Il Trovatore received six performances this season.

Review 1:

Jerome D. Bohm in the Herald Tribune
“Il Trovatore” Is Performed With Martinelli
Mmes. Milanov and Kaskas in Metropolitan’s Cast; Cesare Sodero Conducts

For this listener the most impressive aspect of the presentation of "Il Trovatore" was Mr. Sodero's conducting. It was due largely to his full-blooded, justly paced and vigilant traversal of the score that some of Verdi's intentions were conveyed. From the vocal angle things were considerably less heartening. There was no want of good will on the part of the singers concerned, but previous little in the way of first-rate accomplishment.

It would be unkind to dwell too long or in too detailed fashion on Mr. Martinelli's present limitations for so arduous a role as Manrico. The tenor with this performance began his thirtieth year in this opera house, and has announced his intention to retire at its close. He is still an artist whom one can admire for his finely cultivated sense of style and for his utter sincerity of purpose. He could not have been more tumultuously acclaimed had it been his debut with all of his tonal resources at his command than he was by last night's audience.
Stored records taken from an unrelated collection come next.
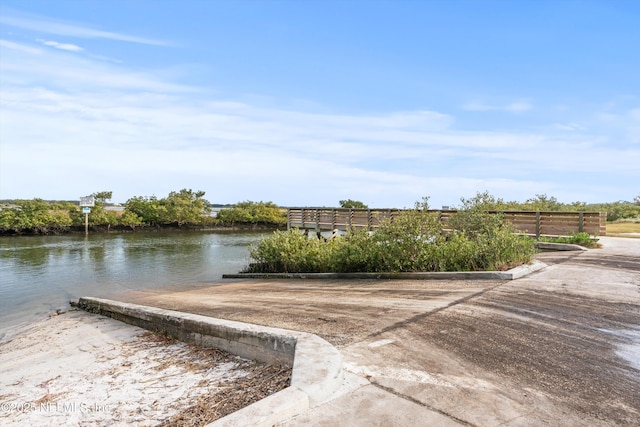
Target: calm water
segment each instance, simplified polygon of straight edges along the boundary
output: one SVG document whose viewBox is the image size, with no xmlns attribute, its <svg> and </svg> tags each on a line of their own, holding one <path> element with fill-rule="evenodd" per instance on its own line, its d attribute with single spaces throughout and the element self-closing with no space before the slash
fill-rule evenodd
<svg viewBox="0 0 640 427">
<path fill-rule="evenodd" d="M 70 299 L 218 281 L 260 233 L 148 232 L 0 238 L 0 339 Z"/>
</svg>

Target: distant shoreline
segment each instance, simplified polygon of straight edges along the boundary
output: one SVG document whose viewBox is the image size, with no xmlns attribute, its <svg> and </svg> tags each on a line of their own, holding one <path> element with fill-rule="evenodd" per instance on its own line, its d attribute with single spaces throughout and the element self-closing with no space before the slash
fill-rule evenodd
<svg viewBox="0 0 640 427">
<path fill-rule="evenodd" d="M 268 223 L 237 223 L 237 224 L 162 224 L 162 225 L 141 225 L 130 227 L 125 225 L 90 225 L 89 234 L 120 234 L 120 233 L 140 233 L 140 232 L 159 232 L 159 231 L 216 231 L 216 232 L 235 232 L 235 231 L 274 231 L 286 229 L 286 224 L 268 224 Z M 50 227 L 45 229 L 26 229 L 20 232 L 15 230 L 0 230 L 0 237 L 23 237 L 23 236 L 61 236 L 84 234 L 84 226 L 70 227 Z"/>
</svg>

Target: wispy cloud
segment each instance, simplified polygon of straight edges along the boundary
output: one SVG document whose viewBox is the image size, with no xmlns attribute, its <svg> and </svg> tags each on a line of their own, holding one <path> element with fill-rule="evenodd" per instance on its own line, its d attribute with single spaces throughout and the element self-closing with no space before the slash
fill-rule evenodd
<svg viewBox="0 0 640 427">
<path fill-rule="evenodd" d="M 508 104 L 504 107 L 505 111 L 511 111 L 513 113 L 519 113 L 522 111 L 528 111 L 533 108 L 533 104 L 527 101 L 516 101 Z"/>
<path fill-rule="evenodd" d="M 563 131 L 567 131 L 567 132 L 575 132 L 575 131 L 585 131 L 587 130 L 587 128 L 585 126 L 582 126 L 579 123 L 555 123 L 553 125 L 553 127 L 555 129 L 558 130 L 563 130 Z"/>
<path fill-rule="evenodd" d="M 55 47 L 56 49 L 60 49 L 60 50 L 68 50 L 71 52 L 80 52 L 84 50 L 80 46 L 77 46 L 71 43 L 60 43 L 53 40 L 43 40 L 43 39 L 38 39 L 36 41 L 39 43 L 42 43 L 45 46 Z"/>
<path fill-rule="evenodd" d="M 480 101 L 471 101 L 462 105 L 467 111 L 506 111 L 510 113 L 521 113 L 533 109 L 533 104 L 526 100 L 517 100 L 505 105 L 491 105 Z"/>
<path fill-rule="evenodd" d="M 11 9 L 5 9 L 2 15 L 0 15 L 0 24 L 16 28 L 23 28 L 38 33 L 55 34 L 59 36 L 90 39 L 109 39 L 156 46 L 172 45 L 172 43 L 163 40 L 132 36 L 129 34 L 115 33 L 111 31 L 103 31 L 81 24 L 68 23 L 34 15 L 27 15 L 24 13 L 12 11 Z"/>
<path fill-rule="evenodd" d="M 9 40 L 2 40 L 0 39 L 0 47 L 4 47 L 7 49 L 12 49 L 12 50 L 20 50 L 22 52 L 25 53 L 29 53 L 32 55 L 38 55 L 40 53 L 42 53 L 41 49 L 32 47 L 32 46 L 27 46 L 25 44 L 22 43 L 15 43 L 15 42 L 11 42 Z"/>
<path fill-rule="evenodd" d="M 162 70 L 132 71 L 118 65 L 117 61 L 107 62 L 104 58 L 95 60 L 93 55 L 69 56 L 58 49 L 37 49 L 8 42 L 10 50 L 3 52 L 0 70 L 3 78 L 19 79 L 33 86 L 55 86 L 59 89 L 82 91 L 137 90 L 152 92 L 186 92 L 195 88 L 169 79 L 163 79 Z"/>
<path fill-rule="evenodd" d="M 77 26 L 45 28 L 60 36 L 94 34 Z M 596 120 L 600 132 L 564 116 L 537 131 L 499 132 L 426 108 L 267 108 L 240 101 L 242 94 L 222 99 L 162 69 L 97 61 L 75 44 L 39 43 L 0 40 L 0 198 L 109 189 L 124 201 L 191 187 L 212 201 L 289 205 L 356 198 L 403 207 L 431 195 L 437 206 L 484 189 L 506 199 L 548 193 L 563 201 L 602 201 L 619 191 L 616 181 L 637 177 L 640 164 L 640 147 L 614 144 L 611 137 L 640 134 L 637 108 L 607 111 Z M 525 99 L 464 108 L 534 110 Z M 575 183 L 603 164 L 615 168 L 597 186 Z M 573 180 L 570 188 L 563 177 Z M 70 193 L 61 196 L 65 188 Z"/>
<path fill-rule="evenodd" d="M 297 204 L 312 192 L 318 204 L 357 197 L 403 207 L 424 195 L 452 204 L 483 189 L 504 198 L 547 192 L 571 201 L 592 190 L 563 189 L 544 177 L 590 173 L 602 162 L 630 176 L 640 161 L 640 149 L 621 155 L 606 139 L 586 134 L 460 131 L 438 112 L 318 114 L 145 87 L 4 90 L 0 136 L 9 142 L 3 158 L 12 161 L 3 163 L 3 174 L 55 177 L 70 186 L 81 174 L 94 186 L 104 182 L 100 188 L 113 189 L 119 200 L 149 195 L 153 182 L 154 191 L 195 186 L 227 202 Z"/>
</svg>

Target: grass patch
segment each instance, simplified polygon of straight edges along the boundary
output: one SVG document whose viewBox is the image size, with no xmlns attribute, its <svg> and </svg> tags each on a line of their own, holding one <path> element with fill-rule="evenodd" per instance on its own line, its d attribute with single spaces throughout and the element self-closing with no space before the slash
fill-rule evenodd
<svg viewBox="0 0 640 427">
<path fill-rule="evenodd" d="M 607 235 L 617 236 L 624 233 L 640 233 L 640 220 L 635 222 L 608 222 L 607 223 Z"/>
</svg>

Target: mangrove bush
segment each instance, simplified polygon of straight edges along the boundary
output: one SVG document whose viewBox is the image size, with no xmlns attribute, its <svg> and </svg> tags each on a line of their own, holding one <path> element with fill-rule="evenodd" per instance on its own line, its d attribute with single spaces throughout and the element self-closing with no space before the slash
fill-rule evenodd
<svg viewBox="0 0 640 427">
<path fill-rule="evenodd" d="M 236 223 L 284 225 L 287 223 L 285 211 L 272 202 L 240 202 L 231 208 L 221 209 L 216 219 L 228 225 Z"/>
<path fill-rule="evenodd" d="M 533 240 L 518 235 L 486 204 L 470 200 L 443 228 L 426 200 L 374 231 L 329 241 L 297 229 L 276 231 L 250 248 L 246 272 L 418 272 L 505 270 L 528 263 Z"/>
</svg>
Mme. Milanov, after having given indications in her last two appearances of more judicious use of her voice, unfortunately failed to continue in the paths of vocal virtue. With the exception of scattered, agreeably delivered phrases, her singing was unfocused, often sharp in intonation, and consequently devoid of expressiveness.

Miss Kaskas, substituting for the indisposed Mme. Castagna, brought genuine intensity to her delineation of the half-mad Azucena, but her voice is not of the caliber of which distinguished Azucenas are made. Her low tones were hollow, and while the upper part of her voice had sufficient volume, she resorted too often to the glottis stroke to win the approval of discriminating auditors.

The Count di Luna of Mr. Warren was disappointing, not because he has not the right kind of a voice for the part, but because he made such inexpert use of his superb native material. Here is a tremendous, rich-textured voice projected mouthily and in soft passages so breathily that its native beauty is clouded. It is really most regrettable that this young barytone cannot acquire better control of his remarkable expressive medium. It was left for Mr. Moscona in the relatively small role of Ferrando to reveal some of the qualities of a well-trained singer. His tones at least pursued a vocal line.

Mr. Graf's direction of the stage procedure was not without dubious innovation – for instance, the seizure of di Luna by Manrico’s constituents at the close of the second scene of the second act without any attempt at intervention on the part of the Count’s armed adherents.